He was, in fact, deeply in love with her, and the full
flood of a hitherto unknown passion filled him with
an emotion so overwhelming that his ordinary life
seemed transfigured. He moved, as it were, in
an ether superior to our mortal atmosphere, and a
new region of high resolves and noble possibilities
spread itself before his eyes. He slammed his
heavy outside door (called an “oak”) to
prevent anyone entering and flung himself into the
window-seat. Here he sat for a long time, the
sash thrown up and his head outside, for he was excited
and feverish. His mental exaltation was so great
and his thoughts of so absorbing an interest that
he took no notice of time, and only remembered afterwards
that the scent of a syringa-bush was borne up to him
from a little garden-patch opposite, and that a bat
had circled slowly up and down the lane, until he
heard the clocks striking three. At the same time
the faint light of dawn made itself felt almost imperceptibly;
the classic statues on the roof of the schools began
to stand out against the white sky, and a faint glimmer
to penetrate the darkened room. It glistened on
the varnished top of his violin-case lying on the table,
and on a jug of toast-and-water placed there by his
college servant or scout every night before he left.

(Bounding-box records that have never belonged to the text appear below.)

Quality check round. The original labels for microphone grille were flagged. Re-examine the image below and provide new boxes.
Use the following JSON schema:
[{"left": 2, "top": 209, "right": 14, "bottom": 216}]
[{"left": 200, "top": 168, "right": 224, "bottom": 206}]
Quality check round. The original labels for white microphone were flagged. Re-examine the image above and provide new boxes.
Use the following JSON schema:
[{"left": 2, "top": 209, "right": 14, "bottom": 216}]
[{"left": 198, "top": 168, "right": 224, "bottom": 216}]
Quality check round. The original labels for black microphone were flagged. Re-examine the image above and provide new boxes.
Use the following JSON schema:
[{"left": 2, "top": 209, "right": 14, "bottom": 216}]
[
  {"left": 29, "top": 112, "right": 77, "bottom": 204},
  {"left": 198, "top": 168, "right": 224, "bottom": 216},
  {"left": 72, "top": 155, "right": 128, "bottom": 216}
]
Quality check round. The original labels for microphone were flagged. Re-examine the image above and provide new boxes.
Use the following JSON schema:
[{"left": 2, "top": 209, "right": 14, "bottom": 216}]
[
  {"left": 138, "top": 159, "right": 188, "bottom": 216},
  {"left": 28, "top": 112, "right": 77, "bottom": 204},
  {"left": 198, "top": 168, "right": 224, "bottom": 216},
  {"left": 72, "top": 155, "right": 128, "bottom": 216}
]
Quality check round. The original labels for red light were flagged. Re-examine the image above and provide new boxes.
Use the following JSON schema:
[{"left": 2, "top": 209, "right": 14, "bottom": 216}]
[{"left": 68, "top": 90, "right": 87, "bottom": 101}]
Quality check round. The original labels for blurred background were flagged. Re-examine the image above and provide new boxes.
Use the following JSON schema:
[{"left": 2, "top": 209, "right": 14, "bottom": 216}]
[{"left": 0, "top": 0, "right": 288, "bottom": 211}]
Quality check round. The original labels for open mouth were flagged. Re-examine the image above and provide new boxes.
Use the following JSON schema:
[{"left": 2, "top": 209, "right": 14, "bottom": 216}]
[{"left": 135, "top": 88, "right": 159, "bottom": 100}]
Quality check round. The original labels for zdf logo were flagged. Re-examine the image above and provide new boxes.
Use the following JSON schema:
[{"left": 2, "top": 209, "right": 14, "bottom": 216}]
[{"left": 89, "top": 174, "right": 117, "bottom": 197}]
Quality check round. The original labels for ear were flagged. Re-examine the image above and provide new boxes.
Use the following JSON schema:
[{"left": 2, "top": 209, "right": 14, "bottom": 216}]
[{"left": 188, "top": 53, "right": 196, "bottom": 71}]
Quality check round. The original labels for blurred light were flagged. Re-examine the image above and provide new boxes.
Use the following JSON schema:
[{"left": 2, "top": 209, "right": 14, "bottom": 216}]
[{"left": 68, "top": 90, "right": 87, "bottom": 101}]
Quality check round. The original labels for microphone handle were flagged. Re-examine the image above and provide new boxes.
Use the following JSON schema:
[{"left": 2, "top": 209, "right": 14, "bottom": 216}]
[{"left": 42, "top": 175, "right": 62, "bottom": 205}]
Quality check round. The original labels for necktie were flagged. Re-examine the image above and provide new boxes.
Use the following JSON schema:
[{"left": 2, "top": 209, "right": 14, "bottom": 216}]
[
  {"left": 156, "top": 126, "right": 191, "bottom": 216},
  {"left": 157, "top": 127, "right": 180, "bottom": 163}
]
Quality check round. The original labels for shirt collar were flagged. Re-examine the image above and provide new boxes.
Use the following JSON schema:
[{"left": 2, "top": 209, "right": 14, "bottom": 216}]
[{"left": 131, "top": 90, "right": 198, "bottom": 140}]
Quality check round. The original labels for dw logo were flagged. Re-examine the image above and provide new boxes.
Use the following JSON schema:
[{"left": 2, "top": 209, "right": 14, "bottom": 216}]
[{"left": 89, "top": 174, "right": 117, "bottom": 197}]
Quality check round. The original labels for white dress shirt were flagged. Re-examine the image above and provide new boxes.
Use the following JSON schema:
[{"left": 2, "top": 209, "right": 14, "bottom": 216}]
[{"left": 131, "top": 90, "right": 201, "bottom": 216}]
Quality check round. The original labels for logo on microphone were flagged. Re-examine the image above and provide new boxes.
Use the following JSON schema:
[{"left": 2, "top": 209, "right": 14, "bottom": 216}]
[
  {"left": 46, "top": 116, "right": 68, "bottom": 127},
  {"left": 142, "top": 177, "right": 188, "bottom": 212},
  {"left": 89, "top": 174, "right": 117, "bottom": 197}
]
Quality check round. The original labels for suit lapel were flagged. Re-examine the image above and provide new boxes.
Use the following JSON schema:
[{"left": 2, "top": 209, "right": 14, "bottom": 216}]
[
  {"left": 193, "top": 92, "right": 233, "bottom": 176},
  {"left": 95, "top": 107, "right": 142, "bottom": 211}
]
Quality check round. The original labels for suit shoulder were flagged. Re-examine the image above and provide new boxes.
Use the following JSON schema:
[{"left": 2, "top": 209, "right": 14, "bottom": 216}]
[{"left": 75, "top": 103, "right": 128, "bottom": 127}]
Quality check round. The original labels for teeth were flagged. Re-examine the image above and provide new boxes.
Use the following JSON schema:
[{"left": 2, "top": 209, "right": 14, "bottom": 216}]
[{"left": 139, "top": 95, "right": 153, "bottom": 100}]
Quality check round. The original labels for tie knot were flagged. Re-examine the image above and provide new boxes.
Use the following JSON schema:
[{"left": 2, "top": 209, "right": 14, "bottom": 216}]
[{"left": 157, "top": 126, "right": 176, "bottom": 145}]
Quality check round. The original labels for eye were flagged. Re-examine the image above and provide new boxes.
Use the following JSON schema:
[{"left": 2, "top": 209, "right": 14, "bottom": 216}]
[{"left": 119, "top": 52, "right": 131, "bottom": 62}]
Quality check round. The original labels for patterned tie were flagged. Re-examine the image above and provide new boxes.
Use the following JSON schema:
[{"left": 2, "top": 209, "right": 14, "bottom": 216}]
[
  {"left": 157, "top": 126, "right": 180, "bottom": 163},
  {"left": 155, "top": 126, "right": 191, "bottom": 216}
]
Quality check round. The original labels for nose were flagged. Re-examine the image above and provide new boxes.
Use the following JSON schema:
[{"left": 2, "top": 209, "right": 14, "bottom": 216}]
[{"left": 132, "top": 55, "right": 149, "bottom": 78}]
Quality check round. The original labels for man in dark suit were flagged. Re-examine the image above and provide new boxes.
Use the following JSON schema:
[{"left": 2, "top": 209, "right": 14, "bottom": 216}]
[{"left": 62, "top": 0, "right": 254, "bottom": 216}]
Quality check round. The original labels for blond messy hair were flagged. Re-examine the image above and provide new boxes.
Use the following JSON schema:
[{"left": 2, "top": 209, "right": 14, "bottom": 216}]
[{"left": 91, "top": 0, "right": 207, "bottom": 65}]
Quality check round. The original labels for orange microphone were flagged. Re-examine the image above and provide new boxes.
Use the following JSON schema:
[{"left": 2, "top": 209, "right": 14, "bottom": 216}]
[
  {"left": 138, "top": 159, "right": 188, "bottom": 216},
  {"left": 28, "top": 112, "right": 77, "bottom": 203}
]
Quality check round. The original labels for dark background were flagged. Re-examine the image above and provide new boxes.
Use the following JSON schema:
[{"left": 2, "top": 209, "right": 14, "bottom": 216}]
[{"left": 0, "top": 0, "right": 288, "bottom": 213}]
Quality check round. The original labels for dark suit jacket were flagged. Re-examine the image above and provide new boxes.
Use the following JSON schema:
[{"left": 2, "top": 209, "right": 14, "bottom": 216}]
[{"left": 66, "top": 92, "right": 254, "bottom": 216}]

He drank a glass of this mixture, and was moving towards
his bedroom door when a sudden thought struck him.
He turned back, took the violin from its case, tuned
it, and began to play the “Areopagita”
suite. He was conscious of that mental clearness
and vigour which not unfrequently comes with the dawn
to those who have sat watching or reading through
the night: and his thoughts were exalted by the
effect which the first consciousness of a deep passion
causes in imaginative minds. He had never played
the suite with more power; and the airs, even without
the piano part, seemed fraught with a meaning hitherto
unrealised. As he began the Gagliarda he
heard the wicker chair creak; but he had his back
towards it, and the sound was now too familiar to
him to cause him even to look round. It was not
till he was playing the repeat that he became aware
of a new and overpowering sensation. At first
it was a vague feeling, so often experienced by us
all, of not being alone. He did not stop playing,
and in a few seconds the impression of a presence
in the room other than his own became so strong that
he was actually afraid to look round. But in another
moment he felt that at all hazards he must see what
or who this presence was. Without stopping he
partly turned and partly looked over his shoulder.
The silver light of early morning was filling the
room, making the various objects appear of less bright
colour than usual, and giving to everything a pearl-grey
neutral tint. In this cold but clear light he
saw seated in the wicker chair the figure of a man.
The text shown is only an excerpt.